Medicare’s five star-rating system for nursing homes can inform those choices, said Dr. George Mitri, chief medical officer for U.S. Acute Care Solutions and former vice president of care coordination and hospital medicine for Aultman Hospital in Canton, Ohio.
Across the country, he said, 40% of the 1.4 million patients who are in nursing homes are in facilities with only one or two stars. “That’s 560,000 patients who are in nursing homes that are providing poor quality, and we don’t know it.”
Those nursing homes are more likely to cost more money through readmissions and other problems affecting the bundled payment, Dr. Mitri said. And, he said, “if you’re a one-star, you’re actually causing harm to the patient.”
As hospitalists look to gauge quality of post-discharge care, Dr. Mitri said they should also look at quality ratings for home health agencies and rehabilitation facilities, where there also is wide variation.
Another way that hospitalists can reduce spending and maximize bundled savings is by paying more attention to documentation and coding through data, Dr. Mitri said.

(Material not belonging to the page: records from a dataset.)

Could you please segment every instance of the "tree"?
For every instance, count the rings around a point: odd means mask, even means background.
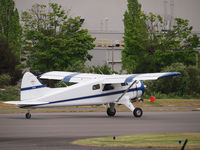
[[[137,70],[137,65],[143,60],[148,39],[144,15],[137,0],[128,0],[128,10],[124,14],[124,43],[122,51],[122,68],[128,73]]]
[[[21,77],[21,70],[18,68],[19,59],[16,58],[12,51],[7,39],[0,37],[0,76],[9,74],[11,84],[16,84]]]
[[[91,60],[94,38],[81,29],[80,17],[72,18],[56,3],[36,4],[22,13],[27,64],[31,71],[65,70],[76,62]]]
[[[188,20],[176,18],[172,29],[163,30],[165,25],[160,15],[145,15],[137,0],[128,0],[124,29],[122,67],[128,73],[160,72],[177,62],[195,64],[194,50],[199,38],[192,34]]]
[[[13,0],[0,0],[0,36],[7,40],[12,53],[20,59],[22,28]]]

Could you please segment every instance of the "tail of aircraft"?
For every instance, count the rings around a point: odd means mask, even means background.
[[[21,101],[34,100],[49,93],[50,88],[42,85],[30,72],[26,72],[22,78]]]

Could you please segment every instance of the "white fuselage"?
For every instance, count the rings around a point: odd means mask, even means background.
[[[84,105],[102,105],[108,103],[115,103],[125,90],[130,86],[129,84],[112,84],[108,85],[105,90],[105,84],[99,80],[87,81],[64,88],[48,88],[48,93],[36,99],[37,101],[48,102],[47,104],[38,104],[32,106],[19,106],[21,108],[39,108],[39,107],[59,107],[59,106],[84,106]],[[37,92],[37,89],[32,89]],[[28,91],[27,91],[28,92]],[[144,85],[142,81],[138,81],[126,93],[130,99],[141,97],[144,93]],[[39,93],[38,93],[39,94]]]

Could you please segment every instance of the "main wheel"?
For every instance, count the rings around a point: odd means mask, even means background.
[[[141,108],[136,107],[133,111],[133,115],[137,118],[142,117],[143,111]]]
[[[110,108],[107,109],[107,114],[108,114],[108,116],[110,116],[110,117],[115,116],[115,114],[116,114],[116,109],[114,108],[113,110],[114,110],[114,111],[111,111]]]
[[[26,113],[26,119],[30,119],[31,118],[31,113]]]

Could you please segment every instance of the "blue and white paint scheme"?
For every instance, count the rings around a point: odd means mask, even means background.
[[[30,72],[26,72],[21,83],[21,100],[8,101],[28,110],[26,118],[31,118],[30,111],[42,107],[85,106],[108,104],[108,116],[116,113],[115,104],[124,104],[135,117],[141,117],[141,108],[135,108],[132,100],[142,100],[145,85],[143,80],[180,75],[179,72],[145,73],[129,75],[99,75],[76,72],[52,71],[44,73],[40,79],[73,82],[71,86],[50,88],[42,85]]]

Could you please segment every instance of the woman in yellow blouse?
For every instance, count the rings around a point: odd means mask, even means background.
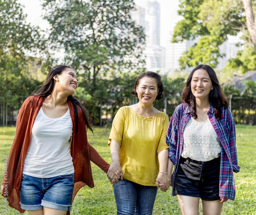
[[[122,179],[113,185],[118,214],[152,214],[157,188],[165,192],[170,186],[169,119],[153,105],[163,98],[163,91],[159,74],[143,73],[132,92],[138,103],[121,108],[113,121],[108,143],[112,164],[107,175],[111,182],[118,175]]]

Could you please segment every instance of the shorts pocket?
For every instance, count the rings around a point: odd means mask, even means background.
[[[60,178],[74,178],[74,173],[68,174],[67,175],[59,175],[59,177]]]
[[[27,178],[27,177],[28,177],[28,175],[26,175],[25,174],[23,174],[22,173],[22,180],[24,180],[24,179],[25,179]]]

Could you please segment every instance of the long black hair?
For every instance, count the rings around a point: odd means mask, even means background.
[[[209,66],[201,64],[194,68],[191,71],[187,80],[186,85],[182,90],[182,101],[188,104],[192,109],[193,116],[196,118],[197,118],[196,108],[196,97],[191,91],[191,82],[194,73],[196,70],[200,69],[205,70],[211,79],[213,89],[209,93],[209,101],[213,106],[214,114],[216,118],[219,120],[221,116],[221,106],[225,109],[227,108],[228,103],[219,82],[216,74],[213,69]]]
[[[42,85],[39,86],[34,91],[33,95],[37,95],[43,97],[47,97],[51,93],[54,85],[53,77],[57,74],[60,75],[62,72],[67,68],[71,68],[67,66],[60,65],[56,66],[50,70],[46,77],[45,82]],[[75,125],[76,125],[76,133],[78,131],[78,112],[77,106],[80,107],[83,112],[83,118],[87,127],[92,131],[93,133],[92,125],[92,120],[87,110],[80,102],[72,95],[68,97],[67,100],[71,102],[73,105],[75,115]]]

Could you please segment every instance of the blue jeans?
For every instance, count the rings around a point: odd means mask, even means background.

That means, for example, making sure that a stroke case in diagnosis-related group 64 is not incorrectly coded as a lower-paying 65. “If you have 64s (being coded as) 65s, you’re going to lose money, because you’re using more resources than was intended. If data is king, documentation is queen,” he said.
Using Medicare’s bundled payment model for stroke, Dr. Mitri said, his former hospital “narrowed its network” and was able to “cut down the cost because we cut down length of stay and have better expectations from nursing facilities about what they’re going to do with our patients.”